Multi-Leader replication
#

Single leader replication present the downside that if we cannot connect to the leader, we cannot write to the database.

Multi-leader replication (also known as master-master or active/active replication) solves this by allowing multiple nodes to accept writes, with each of these master nodes following each others.

Use case for multi-leader replication
#

Multi-leader replication rarely makes sense in a single datacenter setup, as it adds a lot of complexity for little benefits.

Multi-datacenter operation
#

In a setup with multiple datacenters, we can now have one leader per datacenter instead of the only leader in one of the datacenters. The differences are the followings:

Performance: Each write has to go over the internet to the DC which has the leader node in a single-leader configuration. In a multi-leader configuration, we avoid that, so the data travel time is reduced aswell as the latency. Also, as the replication to the other datacenters is asynchonous, the network dekay is hidden from the user.
Tolerance to datacenter outages: In a single-leader config. failover is the way to deal with an outage of the leader node. In a multi-leader config. each datacenter can continue to operate independently, and replication catches up after the recovery.
Tolerance to network problems: Traffic between datacenters id often made across the internet, which is a less reliable network than a local newtork in a datacenter. As single-leader replication often comes with synchronous writes distribution to the different data centers, this can be less reliable than multi-leader replication for which the replication is made asynchronously.

Multi-leader replication is considered dangerous because of many possible issues, such as write conflicts, problems with auto-incrementing keys, etc… It should be used only when necessary.

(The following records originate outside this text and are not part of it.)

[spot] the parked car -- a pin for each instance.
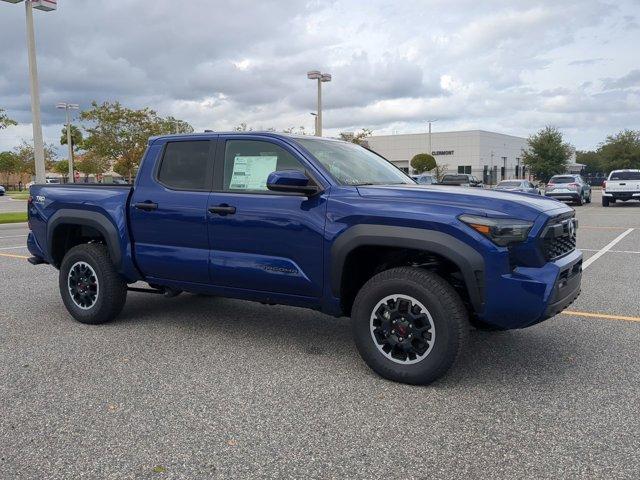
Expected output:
(315, 223)
(571, 188)
(621, 185)
(424, 179)
(523, 186)
(462, 180)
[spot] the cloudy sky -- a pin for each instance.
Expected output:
(506, 66)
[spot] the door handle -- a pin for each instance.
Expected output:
(147, 206)
(223, 210)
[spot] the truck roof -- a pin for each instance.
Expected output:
(233, 133)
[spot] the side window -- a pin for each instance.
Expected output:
(185, 165)
(248, 163)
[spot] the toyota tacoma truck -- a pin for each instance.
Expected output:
(315, 223)
(621, 185)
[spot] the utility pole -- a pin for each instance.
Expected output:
(320, 77)
(67, 107)
(38, 144)
(430, 121)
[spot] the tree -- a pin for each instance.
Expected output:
(5, 121)
(26, 158)
(76, 137)
(357, 137)
(120, 134)
(61, 167)
(91, 164)
(620, 151)
(173, 125)
(423, 162)
(548, 154)
(9, 165)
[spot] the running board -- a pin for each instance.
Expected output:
(146, 290)
(35, 260)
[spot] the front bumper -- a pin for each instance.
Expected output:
(572, 196)
(527, 295)
(622, 195)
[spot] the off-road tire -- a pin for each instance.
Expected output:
(448, 313)
(111, 294)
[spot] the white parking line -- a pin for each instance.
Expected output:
(606, 248)
(610, 251)
(14, 247)
(13, 236)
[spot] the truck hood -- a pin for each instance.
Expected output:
(498, 202)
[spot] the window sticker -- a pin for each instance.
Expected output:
(251, 172)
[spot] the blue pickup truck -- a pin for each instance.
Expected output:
(316, 223)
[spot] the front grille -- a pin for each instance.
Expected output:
(559, 237)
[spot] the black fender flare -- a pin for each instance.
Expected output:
(467, 259)
(70, 216)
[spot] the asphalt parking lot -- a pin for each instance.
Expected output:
(196, 387)
(8, 204)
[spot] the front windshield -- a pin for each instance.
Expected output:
(350, 164)
(509, 184)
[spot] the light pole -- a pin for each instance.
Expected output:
(320, 77)
(38, 144)
(315, 121)
(67, 107)
(430, 122)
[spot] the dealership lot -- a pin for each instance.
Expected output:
(196, 387)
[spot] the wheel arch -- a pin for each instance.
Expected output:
(83, 218)
(465, 258)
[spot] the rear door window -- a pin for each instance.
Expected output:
(625, 176)
(186, 165)
(562, 180)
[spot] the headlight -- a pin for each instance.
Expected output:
(501, 231)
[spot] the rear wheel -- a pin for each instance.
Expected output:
(409, 325)
(91, 288)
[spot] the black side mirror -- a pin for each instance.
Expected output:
(292, 181)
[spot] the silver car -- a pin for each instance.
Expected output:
(523, 186)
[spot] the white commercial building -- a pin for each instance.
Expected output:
(475, 151)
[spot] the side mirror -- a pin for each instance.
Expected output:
(292, 181)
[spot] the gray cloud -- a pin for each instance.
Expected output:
(500, 64)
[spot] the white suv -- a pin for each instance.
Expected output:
(621, 185)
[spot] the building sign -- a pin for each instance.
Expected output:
(442, 152)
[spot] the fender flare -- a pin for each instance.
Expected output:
(69, 216)
(467, 259)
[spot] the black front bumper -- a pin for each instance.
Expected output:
(565, 290)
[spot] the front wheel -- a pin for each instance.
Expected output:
(409, 325)
(91, 288)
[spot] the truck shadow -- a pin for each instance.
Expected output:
(537, 354)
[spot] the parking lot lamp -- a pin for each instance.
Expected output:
(38, 144)
(320, 77)
(67, 107)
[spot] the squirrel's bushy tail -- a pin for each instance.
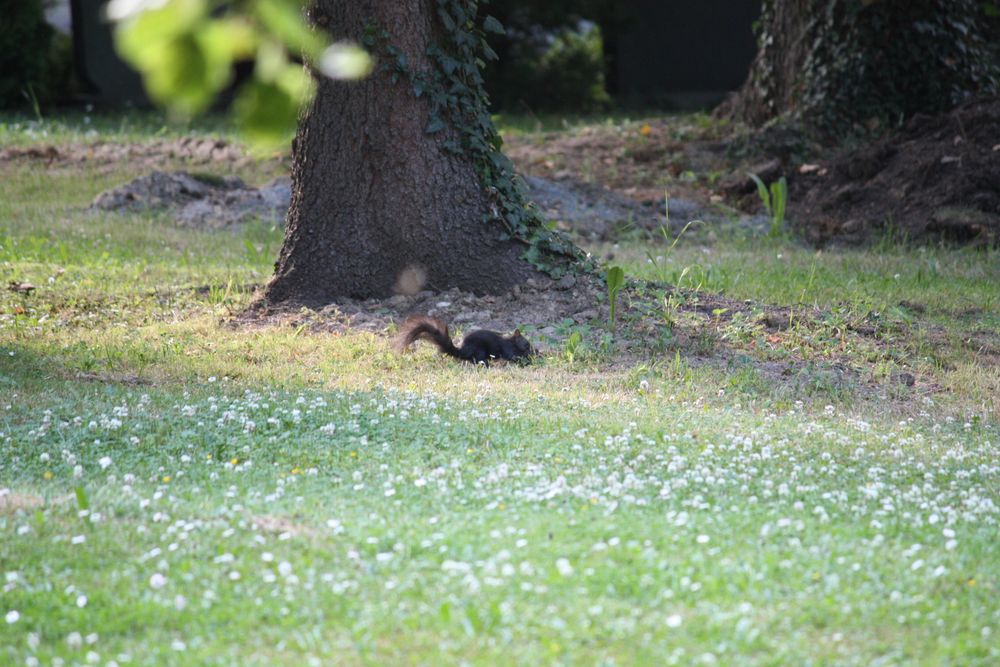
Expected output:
(424, 327)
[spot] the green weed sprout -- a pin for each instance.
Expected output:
(774, 200)
(615, 280)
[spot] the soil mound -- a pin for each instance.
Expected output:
(938, 178)
(197, 150)
(199, 200)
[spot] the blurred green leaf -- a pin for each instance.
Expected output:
(268, 111)
(284, 19)
(344, 60)
(491, 24)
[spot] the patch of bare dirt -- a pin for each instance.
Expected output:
(197, 200)
(146, 155)
(938, 178)
(644, 161)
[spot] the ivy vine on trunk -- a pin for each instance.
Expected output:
(849, 66)
(398, 181)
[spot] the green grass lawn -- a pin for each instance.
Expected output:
(176, 490)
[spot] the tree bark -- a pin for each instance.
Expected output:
(837, 65)
(378, 206)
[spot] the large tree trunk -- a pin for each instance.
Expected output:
(378, 205)
(839, 65)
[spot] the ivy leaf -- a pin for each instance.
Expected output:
(490, 24)
(436, 125)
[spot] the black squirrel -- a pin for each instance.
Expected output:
(480, 346)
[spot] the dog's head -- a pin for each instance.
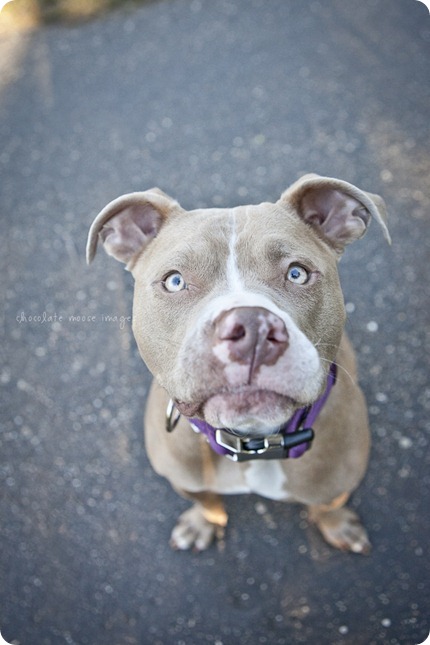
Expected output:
(238, 312)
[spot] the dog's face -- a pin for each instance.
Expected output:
(238, 313)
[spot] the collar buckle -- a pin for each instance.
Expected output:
(271, 447)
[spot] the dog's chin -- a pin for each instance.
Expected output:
(249, 413)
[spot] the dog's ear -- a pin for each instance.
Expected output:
(129, 223)
(339, 211)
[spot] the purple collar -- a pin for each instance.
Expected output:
(293, 439)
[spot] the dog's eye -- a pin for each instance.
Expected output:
(297, 274)
(174, 283)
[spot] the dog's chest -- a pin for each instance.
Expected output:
(266, 478)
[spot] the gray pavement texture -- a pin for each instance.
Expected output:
(218, 103)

Clients with offline operation
#

Multi-leader replication is appropriate for applications that need to work offline.

For instance, a calendar app which would allow the user to see and edit/create events (read & write requests), regardless of the network connection. The app would then sync the changes when the network is available.

In this instance, each instance (different apps on different devices) would have a local database, and an asynchronous multi-leader replication would be used to sync the changes between the different instances.

From an architecture point of view, this setup is similar to a multi-leader replication between different datacenters, where each device is a datacenter, and the network between them is extremely unreliable.

Collaborative editing
#

Collaborative editing is when multiple users can edit a document at the same time. It has a lot of similarities with the offline operation use case.

When one user edits a document, the changes are instantly applied to their local replica, and asynchronously replicated to the server and to the other users.

One way to deal with conflicts would be to lock the document for a user edits the document. But this would make impossible for multiple users to edit the document at the same time. To make simultaneous collaboration possible, the unit of change can be made smaller, or lock can be avoided altogether. This would imply to resolve conflicts when they happen.

Handling write conflicts
#

Write conflicts are the main issue with multi-leader replication. They happen when two nodes accept writes concurrently, and then replicate the writes to the other nodes.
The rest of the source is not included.